Respondents in Singapore believe threat actors are likely to take advantage of the rapid adoption of cloud collaboration tools – counting cloud account compromise (such as Microsoft 365, Google Workspaces, etc.) as the second most significant threat targeting their organisation (33%). 

Also, the report showed that CISOs in Singapore have a higher risk perception (64%) than the reported global average (48%), highlighting that CISOs in Singapore are less confident about their cyber security posture than global counterparts.
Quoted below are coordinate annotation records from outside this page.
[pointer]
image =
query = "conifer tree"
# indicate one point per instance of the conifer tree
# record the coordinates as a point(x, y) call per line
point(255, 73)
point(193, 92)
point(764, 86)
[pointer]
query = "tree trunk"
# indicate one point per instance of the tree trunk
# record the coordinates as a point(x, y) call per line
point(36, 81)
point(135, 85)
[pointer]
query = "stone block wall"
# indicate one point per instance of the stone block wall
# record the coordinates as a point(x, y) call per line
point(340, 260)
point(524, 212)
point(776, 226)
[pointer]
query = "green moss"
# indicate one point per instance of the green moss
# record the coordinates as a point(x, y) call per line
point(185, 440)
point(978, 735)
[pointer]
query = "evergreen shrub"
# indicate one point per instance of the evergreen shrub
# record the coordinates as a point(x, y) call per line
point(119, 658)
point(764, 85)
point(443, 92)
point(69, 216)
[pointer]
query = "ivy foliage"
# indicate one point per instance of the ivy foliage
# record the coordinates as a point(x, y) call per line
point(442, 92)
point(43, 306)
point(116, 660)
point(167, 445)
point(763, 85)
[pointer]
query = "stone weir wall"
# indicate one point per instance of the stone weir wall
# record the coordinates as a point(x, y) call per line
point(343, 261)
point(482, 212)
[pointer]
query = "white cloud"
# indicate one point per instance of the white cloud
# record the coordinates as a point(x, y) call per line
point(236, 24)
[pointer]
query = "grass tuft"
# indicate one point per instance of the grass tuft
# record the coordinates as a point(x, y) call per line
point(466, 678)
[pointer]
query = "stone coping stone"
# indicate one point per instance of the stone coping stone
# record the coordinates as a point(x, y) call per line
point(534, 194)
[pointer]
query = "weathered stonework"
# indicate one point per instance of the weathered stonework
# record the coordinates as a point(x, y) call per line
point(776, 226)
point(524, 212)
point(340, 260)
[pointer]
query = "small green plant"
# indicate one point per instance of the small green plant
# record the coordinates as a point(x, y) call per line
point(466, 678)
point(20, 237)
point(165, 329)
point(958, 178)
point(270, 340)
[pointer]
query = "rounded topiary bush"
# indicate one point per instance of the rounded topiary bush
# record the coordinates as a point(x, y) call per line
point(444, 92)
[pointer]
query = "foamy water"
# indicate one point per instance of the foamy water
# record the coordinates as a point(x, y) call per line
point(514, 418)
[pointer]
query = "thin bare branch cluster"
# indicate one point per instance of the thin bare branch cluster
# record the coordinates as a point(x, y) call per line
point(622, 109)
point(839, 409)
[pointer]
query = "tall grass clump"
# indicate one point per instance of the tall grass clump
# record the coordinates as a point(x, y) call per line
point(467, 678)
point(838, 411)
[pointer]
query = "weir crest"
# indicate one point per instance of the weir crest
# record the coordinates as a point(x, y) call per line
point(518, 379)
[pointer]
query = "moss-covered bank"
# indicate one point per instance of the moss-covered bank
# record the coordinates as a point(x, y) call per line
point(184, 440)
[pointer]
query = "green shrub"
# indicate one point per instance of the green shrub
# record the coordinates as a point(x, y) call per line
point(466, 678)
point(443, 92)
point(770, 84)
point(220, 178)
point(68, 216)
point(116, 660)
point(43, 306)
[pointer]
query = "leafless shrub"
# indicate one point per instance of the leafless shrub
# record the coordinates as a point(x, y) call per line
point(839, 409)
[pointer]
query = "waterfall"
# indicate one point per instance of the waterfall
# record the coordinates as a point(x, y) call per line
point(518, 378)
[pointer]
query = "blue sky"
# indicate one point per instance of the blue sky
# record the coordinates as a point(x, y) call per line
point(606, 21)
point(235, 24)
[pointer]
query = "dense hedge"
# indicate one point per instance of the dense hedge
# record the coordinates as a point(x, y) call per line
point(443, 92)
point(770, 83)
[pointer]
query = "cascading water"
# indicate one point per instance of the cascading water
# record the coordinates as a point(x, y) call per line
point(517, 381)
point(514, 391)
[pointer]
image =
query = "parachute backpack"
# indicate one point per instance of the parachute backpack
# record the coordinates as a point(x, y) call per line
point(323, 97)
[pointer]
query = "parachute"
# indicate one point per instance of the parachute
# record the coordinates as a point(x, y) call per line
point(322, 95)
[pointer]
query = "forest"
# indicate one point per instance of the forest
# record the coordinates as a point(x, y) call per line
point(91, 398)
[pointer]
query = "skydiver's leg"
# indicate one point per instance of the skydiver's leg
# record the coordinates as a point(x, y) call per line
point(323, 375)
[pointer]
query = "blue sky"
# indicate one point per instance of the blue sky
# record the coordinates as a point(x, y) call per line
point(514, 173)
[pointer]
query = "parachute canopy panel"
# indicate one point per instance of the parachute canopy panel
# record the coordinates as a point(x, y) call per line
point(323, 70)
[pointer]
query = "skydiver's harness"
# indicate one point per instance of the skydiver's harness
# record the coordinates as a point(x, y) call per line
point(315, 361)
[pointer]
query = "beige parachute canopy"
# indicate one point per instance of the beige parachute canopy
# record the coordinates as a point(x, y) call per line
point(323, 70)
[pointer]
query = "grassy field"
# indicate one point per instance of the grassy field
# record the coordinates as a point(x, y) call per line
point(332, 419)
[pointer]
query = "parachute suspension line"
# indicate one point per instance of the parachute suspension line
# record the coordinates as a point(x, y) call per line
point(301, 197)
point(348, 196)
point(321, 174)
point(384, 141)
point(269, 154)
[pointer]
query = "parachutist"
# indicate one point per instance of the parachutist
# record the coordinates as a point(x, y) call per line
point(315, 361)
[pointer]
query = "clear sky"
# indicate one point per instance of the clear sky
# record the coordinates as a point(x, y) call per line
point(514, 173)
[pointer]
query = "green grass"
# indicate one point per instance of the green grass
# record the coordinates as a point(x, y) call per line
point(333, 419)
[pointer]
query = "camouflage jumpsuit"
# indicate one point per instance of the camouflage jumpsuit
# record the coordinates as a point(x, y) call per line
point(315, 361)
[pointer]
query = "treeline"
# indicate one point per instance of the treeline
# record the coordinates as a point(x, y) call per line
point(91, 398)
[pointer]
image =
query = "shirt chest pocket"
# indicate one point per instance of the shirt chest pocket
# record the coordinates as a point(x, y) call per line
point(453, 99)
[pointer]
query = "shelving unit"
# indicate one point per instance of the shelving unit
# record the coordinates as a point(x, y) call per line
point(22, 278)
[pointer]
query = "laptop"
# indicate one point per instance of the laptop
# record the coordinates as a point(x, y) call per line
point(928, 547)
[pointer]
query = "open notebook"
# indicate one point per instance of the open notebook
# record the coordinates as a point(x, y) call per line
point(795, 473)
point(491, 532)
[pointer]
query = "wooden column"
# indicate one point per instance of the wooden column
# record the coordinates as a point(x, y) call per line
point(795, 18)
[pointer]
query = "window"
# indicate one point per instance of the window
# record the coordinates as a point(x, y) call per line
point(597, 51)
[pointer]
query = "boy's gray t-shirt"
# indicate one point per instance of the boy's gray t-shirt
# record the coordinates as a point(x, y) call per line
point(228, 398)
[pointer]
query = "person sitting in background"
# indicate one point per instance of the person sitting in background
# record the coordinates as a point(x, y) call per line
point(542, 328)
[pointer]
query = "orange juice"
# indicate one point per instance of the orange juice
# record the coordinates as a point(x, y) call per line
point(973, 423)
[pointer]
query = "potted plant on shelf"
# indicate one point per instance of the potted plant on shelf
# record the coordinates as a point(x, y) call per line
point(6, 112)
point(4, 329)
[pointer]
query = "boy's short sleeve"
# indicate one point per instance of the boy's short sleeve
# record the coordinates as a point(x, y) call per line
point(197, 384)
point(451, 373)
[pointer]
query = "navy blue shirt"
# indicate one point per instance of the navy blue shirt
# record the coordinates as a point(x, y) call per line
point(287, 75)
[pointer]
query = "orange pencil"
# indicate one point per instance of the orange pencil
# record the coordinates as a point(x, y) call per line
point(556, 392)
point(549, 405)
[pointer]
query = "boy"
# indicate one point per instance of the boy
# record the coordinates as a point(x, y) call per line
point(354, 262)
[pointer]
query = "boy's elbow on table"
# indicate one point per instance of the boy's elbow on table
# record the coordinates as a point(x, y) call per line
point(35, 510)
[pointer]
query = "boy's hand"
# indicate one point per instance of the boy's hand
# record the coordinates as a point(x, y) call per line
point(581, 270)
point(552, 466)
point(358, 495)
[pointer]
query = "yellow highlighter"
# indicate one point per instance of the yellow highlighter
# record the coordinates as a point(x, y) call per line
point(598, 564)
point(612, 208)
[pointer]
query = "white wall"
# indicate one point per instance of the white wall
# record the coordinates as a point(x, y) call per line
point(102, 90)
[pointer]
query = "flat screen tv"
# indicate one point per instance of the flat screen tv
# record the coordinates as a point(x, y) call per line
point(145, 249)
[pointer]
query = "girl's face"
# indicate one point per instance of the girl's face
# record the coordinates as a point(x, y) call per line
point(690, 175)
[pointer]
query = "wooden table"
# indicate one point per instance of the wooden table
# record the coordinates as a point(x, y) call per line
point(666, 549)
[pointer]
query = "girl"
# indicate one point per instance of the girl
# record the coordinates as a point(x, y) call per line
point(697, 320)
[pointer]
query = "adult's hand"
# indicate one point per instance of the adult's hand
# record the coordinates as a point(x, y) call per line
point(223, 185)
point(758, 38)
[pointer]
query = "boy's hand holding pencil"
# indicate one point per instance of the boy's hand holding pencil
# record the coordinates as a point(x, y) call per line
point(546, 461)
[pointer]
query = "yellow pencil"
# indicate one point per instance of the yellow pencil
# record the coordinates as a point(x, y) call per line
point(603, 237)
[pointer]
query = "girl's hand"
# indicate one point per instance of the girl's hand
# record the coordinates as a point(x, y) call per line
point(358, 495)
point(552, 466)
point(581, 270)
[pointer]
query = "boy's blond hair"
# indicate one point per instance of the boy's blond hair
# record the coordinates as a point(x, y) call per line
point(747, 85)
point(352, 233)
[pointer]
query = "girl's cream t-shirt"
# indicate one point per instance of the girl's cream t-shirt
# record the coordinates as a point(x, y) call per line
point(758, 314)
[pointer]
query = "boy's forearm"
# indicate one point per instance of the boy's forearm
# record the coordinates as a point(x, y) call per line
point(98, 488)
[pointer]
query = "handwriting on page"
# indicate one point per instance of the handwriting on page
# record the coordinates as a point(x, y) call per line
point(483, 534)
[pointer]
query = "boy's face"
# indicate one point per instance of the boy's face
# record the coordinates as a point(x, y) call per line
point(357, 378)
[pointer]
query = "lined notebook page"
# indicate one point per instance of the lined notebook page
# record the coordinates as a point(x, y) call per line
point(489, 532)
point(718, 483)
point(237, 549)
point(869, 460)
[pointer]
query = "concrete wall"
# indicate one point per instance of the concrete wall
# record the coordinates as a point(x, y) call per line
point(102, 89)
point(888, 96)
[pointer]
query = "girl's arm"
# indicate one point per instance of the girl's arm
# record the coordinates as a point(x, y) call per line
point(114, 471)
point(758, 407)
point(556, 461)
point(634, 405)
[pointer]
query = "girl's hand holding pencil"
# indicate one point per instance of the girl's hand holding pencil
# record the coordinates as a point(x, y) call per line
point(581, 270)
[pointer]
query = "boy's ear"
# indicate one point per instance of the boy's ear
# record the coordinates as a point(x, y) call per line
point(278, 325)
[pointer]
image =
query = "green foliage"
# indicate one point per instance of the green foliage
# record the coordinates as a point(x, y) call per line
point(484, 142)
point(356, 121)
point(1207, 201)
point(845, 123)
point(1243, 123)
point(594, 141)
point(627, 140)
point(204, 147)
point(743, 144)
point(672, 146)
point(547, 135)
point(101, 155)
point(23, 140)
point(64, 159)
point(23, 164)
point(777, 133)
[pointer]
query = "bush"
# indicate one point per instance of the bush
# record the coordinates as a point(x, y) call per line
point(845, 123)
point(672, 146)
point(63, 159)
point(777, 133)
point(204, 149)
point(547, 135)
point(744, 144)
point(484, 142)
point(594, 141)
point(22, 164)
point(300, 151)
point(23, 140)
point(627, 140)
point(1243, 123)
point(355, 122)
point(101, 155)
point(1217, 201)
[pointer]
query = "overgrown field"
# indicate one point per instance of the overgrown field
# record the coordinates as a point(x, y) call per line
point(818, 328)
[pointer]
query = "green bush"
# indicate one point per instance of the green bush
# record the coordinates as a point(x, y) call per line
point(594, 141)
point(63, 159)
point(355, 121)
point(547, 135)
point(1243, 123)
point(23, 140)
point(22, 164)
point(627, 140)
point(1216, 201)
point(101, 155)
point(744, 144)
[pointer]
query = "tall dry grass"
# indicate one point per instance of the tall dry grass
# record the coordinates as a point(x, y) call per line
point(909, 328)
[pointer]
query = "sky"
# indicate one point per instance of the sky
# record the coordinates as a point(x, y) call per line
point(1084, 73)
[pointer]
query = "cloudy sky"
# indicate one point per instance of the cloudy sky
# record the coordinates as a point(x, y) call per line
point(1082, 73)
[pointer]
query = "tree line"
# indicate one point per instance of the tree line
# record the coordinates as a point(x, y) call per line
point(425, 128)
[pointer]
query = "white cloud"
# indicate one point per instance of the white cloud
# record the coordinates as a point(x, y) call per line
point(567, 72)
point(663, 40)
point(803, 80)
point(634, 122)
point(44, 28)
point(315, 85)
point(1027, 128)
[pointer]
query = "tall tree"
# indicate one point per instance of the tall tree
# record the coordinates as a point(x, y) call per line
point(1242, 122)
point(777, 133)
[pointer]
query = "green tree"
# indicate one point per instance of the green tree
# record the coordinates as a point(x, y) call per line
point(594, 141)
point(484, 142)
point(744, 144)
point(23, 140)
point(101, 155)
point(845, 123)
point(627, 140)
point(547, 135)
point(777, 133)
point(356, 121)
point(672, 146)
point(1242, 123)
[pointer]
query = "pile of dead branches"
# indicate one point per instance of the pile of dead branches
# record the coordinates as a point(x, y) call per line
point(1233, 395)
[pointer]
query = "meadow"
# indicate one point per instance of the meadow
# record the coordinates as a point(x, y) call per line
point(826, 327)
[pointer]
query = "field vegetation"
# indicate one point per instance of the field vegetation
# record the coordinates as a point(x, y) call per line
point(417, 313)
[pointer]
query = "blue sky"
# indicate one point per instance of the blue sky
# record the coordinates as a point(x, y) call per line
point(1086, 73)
On the other hand, 61% of CISOs in Singapore believe that their organisation is prepared for a targeted attack in 2022.

“Overall, CISOs appear to have embraced 2022 as the calm after the storm but may be falling into a false sense of security,” said Yvette Lejins, resident CISO in APJ at Proofpoint. “With rising geopolitical tensions and increasing people-focused attacks, the same gaps of user awareness, preparation and prevention must be plugged before the cybersecurity seas grow rough once more.”

Findings from Singapore also show that employee security awareness is on the rise, but users are still not adequately skilled for the role of cyber defence. While 59% of Singapore-surveyed respondents believe employees understand their role in protecting their organisation from cyber threats, 53% of global CISOs still consider human error to be their organisation’s biggest cyber vulnerability. 

Further, recent high-profile attacks have pushed ransomware to the top of the agenda for organisations, with 52% of CISOs in Singapore revealing they had purchased cyber insurance and 48% focusing on prevention over detection and response strategies. Despite the rising stakes, however, a concerning 56% of CISOs in Singapore admit they have no ransom payment policy in place.